High performance universal multiplier circuit

Abstract

A partitioned multiplier circuit which is designed for high speed operations. The multiplier of the present invention can perform one 32×32 bit multiplication, two 16×16 bit multiplications (simultaneously) or four 8×8 bit multiplications (simultaneously) depending on input partitioning signals. The time required to perform either the 32×32 bit or the 16×16 bit or the 8×8 bit multiplications is constant. Therefore, multiplication results are available with a constant latency regardless of operand bit-size. In one embodiment, the latency is two clock cycles but the multiplier circuit has a throughput of one clock cycle due to pipelining. The input operands can be signed or unsigned. The hardware is partitioned without any significant increase in the delay or area and the multiplier can provide six different modes of operation.
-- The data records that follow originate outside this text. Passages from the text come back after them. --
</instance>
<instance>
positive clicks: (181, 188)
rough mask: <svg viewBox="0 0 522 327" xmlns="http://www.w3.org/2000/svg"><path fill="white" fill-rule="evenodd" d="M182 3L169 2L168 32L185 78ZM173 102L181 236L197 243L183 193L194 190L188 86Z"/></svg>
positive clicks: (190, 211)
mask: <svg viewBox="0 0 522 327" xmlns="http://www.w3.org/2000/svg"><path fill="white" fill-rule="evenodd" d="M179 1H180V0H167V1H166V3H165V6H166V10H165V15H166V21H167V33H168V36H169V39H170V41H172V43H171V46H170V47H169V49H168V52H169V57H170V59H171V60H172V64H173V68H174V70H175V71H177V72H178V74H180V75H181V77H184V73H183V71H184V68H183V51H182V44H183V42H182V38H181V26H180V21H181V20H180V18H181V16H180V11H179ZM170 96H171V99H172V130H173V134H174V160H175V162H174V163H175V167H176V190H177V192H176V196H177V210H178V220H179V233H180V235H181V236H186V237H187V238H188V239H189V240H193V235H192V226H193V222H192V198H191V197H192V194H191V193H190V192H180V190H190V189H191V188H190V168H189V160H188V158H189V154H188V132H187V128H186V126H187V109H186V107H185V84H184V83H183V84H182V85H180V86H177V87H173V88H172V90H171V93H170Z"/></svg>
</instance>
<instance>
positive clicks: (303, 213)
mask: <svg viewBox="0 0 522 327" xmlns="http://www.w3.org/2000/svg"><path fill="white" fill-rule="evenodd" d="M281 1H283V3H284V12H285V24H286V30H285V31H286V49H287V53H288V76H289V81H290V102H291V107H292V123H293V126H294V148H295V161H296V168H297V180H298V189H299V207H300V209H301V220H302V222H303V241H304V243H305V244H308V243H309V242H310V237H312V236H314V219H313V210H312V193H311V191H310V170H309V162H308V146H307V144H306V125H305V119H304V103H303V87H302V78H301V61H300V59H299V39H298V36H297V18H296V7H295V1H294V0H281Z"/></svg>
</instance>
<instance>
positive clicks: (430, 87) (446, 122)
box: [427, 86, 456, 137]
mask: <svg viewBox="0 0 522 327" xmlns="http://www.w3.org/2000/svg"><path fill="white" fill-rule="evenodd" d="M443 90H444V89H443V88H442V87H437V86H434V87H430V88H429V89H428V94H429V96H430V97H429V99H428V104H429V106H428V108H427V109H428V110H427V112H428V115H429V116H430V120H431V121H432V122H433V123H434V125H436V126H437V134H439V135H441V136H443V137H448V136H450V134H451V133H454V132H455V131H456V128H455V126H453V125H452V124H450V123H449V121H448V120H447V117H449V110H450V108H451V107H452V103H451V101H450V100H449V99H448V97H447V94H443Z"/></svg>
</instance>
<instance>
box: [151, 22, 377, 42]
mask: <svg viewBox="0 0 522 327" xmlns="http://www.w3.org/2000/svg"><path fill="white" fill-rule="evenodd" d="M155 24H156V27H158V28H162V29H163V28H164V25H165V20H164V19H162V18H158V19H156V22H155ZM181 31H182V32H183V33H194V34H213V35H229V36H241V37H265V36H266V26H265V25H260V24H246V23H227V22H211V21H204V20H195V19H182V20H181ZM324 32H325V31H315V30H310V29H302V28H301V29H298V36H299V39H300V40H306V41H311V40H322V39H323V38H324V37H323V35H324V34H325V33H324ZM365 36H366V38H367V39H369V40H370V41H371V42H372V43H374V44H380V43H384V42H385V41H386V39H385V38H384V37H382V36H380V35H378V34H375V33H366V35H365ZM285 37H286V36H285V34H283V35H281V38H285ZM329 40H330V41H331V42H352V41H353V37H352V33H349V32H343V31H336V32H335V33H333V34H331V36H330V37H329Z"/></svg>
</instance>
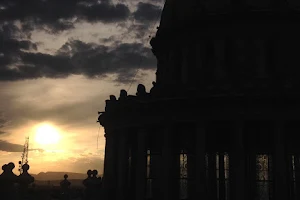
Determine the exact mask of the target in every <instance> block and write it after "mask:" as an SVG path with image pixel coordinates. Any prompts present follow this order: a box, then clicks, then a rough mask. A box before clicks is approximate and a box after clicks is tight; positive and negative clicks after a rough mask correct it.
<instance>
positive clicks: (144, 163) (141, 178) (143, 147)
mask: <svg viewBox="0 0 300 200" xmlns="http://www.w3.org/2000/svg"><path fill="white" fill-rule="evenodd" d="M146 134H147V132H146V130H144V129H141V130H139V131H138V133H137V163H136V187H135V188H136V191H135V192H136V194H135V195H136V200H141V199H144V198H145V194H146V191H145V189H146V172H147V152H146Z"/></svg>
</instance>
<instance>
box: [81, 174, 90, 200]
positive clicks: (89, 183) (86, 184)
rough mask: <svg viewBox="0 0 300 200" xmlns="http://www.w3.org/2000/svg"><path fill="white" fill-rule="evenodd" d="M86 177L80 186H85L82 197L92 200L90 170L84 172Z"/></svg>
mask: <svg viewBox="0 0 300 200" xmlns="http://www.w3.org/2000/svg"><path fill="white" fill-rule="evenodd" d="M86 174H87V175H88V177H87V178H86V179H84V180H83V181H82V184H83V185H84V186H85V191H84V196H85V199H86V200H91V199H92V191H93V189H92V187H93V185H92V170H90V169H89V170H88V171H87V172H86Z"/></svg>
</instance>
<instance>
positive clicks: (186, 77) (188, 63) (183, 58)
mask: <svg viewBox="0 0 300 200" xmlns="http://www.w3.org/2000/svg"><path fill="white" fill-rule="evenodd" d="M188 55H189V46H187V45H186V46H184V47H183V48H182V53H181V56H182V59H181V60H182V64H181V83H182V84H187V83H188V80H189V77H188V75H189V70H190V69H189V60H188V57H189V56H188Z"/></svg>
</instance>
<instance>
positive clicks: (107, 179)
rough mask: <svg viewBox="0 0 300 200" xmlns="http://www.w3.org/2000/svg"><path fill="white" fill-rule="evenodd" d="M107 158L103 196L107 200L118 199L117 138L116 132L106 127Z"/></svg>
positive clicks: (105, 145)
mask: <svg viewBox="0 0 300 200" xmlns="http://www.w3.org/2000/svg"><path fill="white" fill-rule="evenodd" d="M105 138H106V144H105V158H104V173H103V186H102V187H103V196H104V199H105V200H114V199H116V196H115V194H116V183H117V170H116V164H117V160H116V153H117V145H116V142H117V138H116V134H115V132H113V131H111V130H108V129H105Z"/></svg>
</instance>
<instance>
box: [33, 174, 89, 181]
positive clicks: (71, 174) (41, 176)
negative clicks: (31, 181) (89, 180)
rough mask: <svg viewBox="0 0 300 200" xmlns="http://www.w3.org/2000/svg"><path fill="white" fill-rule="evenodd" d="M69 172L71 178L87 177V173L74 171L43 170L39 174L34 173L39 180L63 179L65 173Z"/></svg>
mask: <svg viewBox="0 0 300 200" xmlns="http://www.w3.org/2000/svg"><path fill="white" fill-rule="evenodd" d="M65 174H68V176H69V178H68V179H69V180H72V179H77V180H83V179H85V178H86V177H87V175H86V174H81V173H73V172H41V173H39V174H32V176H33V177H34V178H35V180H38V181H53V180H62V179H63V178H64V175H65Z"/></svg>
In one embodiment, Booth encoding is used for the generation of 17 partial products which are compressed using a compression tree into two 64-bit values. This is performed in the first pipeline stage to generate a sum and a carry vector. These values are then added, in the second pipestage, using a carry propagate adder circuit to provide a single 64-bit result. In the case of 16×16 bit multiplication, the 64-bit result contains two 32-bit results. In the case of 8×8 bit multiplication, the 64-bit result contains four 16-bit results. Due to its high operating speed, the multiplier circuit is advantageous for use in multi-media applications, such as audio/visual rendering and playback.